The Representative has been one of the members of the House looking to punish several big name tech firms for alleged anticompetitive behavior including Apple, Google, Facebook, and Amazon. One of the proposals of the aforementioned legislation would prevent tech platforms from placing their own products above those of competitors. And Cicilline says that this would prevent Apple from pre-installing its own iOS apps on the iPhone.
Cicilline noted that "It would be equally easy to download the other five apps as the Apple one so they’re not using their market dominance to favor their own products and services." The bill would also prevent tech firms from acquiring their rivals. Filing fees for transactions over $1 billion would rise while such fees for deals under $500,000 would decrease. In its first year, this change could help raise $135 million for antitrust enforcement agencies.

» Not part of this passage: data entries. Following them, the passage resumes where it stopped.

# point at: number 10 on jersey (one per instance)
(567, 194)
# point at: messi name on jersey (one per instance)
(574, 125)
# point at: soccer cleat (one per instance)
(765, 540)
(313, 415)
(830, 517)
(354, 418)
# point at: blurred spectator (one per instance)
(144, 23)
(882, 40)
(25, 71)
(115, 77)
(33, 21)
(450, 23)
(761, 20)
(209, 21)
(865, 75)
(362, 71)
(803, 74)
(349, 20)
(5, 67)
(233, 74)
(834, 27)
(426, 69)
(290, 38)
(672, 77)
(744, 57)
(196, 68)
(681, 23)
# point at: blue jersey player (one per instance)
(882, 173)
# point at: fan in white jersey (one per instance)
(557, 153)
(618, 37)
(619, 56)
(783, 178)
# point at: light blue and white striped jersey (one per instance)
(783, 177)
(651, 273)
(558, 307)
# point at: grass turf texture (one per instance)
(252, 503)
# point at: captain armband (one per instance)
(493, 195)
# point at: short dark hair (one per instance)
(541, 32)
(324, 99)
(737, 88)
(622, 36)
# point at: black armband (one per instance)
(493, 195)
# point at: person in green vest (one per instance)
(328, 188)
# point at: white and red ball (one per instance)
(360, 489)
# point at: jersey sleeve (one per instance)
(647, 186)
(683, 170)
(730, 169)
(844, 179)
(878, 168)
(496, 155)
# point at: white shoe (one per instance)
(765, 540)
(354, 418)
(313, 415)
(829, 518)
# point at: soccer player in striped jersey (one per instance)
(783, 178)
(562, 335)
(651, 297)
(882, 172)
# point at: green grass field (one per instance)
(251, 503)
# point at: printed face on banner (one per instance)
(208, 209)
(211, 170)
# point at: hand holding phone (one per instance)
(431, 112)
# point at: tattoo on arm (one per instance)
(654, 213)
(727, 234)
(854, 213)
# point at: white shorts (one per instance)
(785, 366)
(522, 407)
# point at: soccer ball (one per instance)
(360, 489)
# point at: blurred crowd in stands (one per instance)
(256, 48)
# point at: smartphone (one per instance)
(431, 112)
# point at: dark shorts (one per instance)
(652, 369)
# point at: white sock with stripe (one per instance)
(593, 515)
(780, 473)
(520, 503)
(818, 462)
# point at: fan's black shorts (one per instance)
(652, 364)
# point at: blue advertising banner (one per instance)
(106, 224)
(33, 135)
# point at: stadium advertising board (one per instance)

The House of Representatives is looking to make changes to how big tech firms operate
Cicilline is the chairman of the House antitrust subcommittee and said that the ban against a company favoring its own products would also apply to Amazon's Prime subscription platform since it favors Amazon's products over those of the competition. The bills could also force tech companies to exit some businesses. The five bills will be marked up by the House Judiciary Committee next week said committee chairman Jerrold Nadler of New York.

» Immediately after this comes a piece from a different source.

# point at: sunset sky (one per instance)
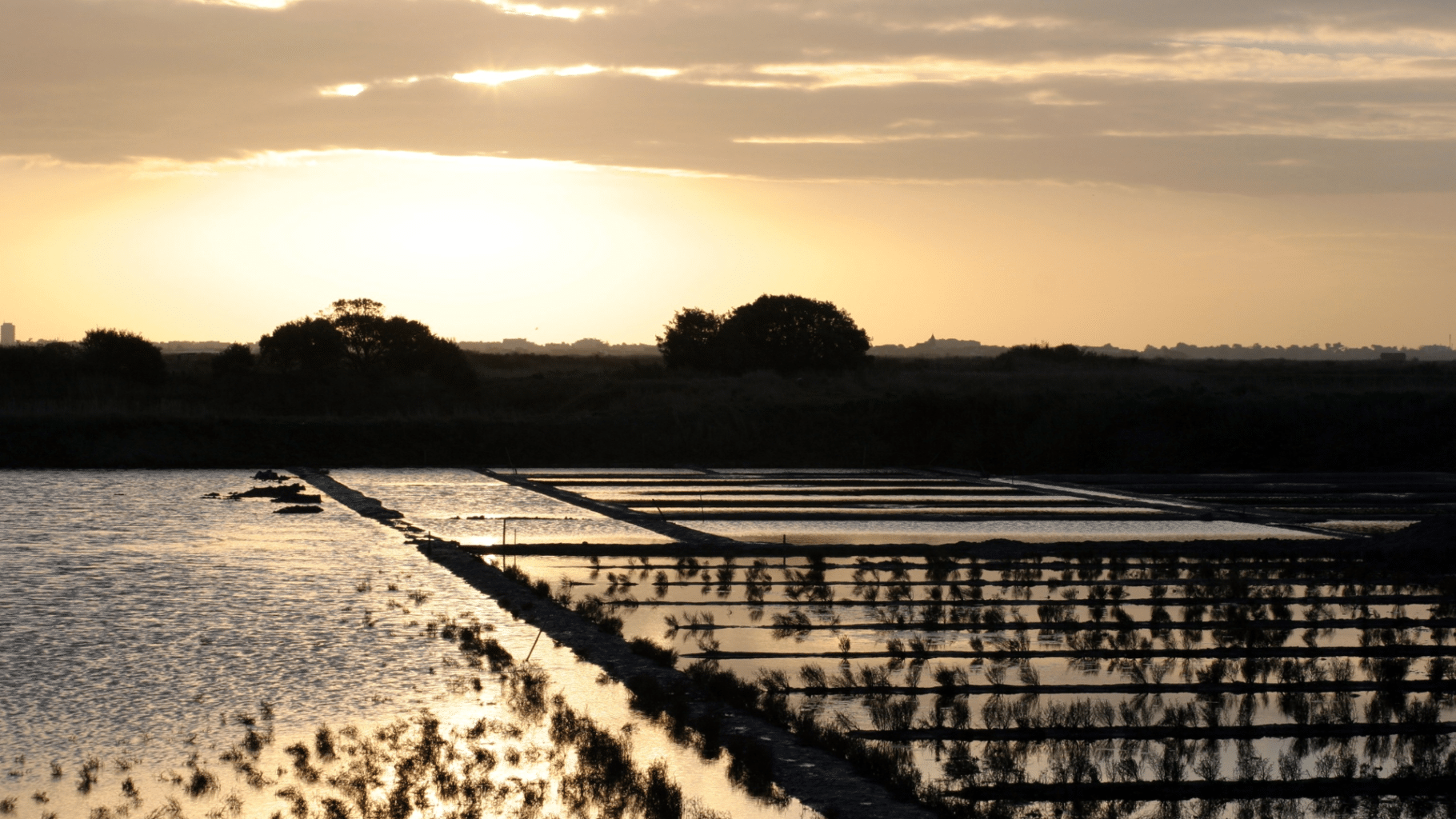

This has been a major issue that lawmakers have been battling with tech firms over, especially Google. The latter has been known to favor its own products in search results over those of the competition. And an email thread between Apple app search lead Debankur Naskar and Epic Games CEO Tim Sweeney indicated that Apple was manipulating the results of App Store searches.
Last week, Rep. Cicilline said, "Our agenda will level the playing field and ensure the wealthiest, most powerful tech monopolies play by the same rules as the rest of us."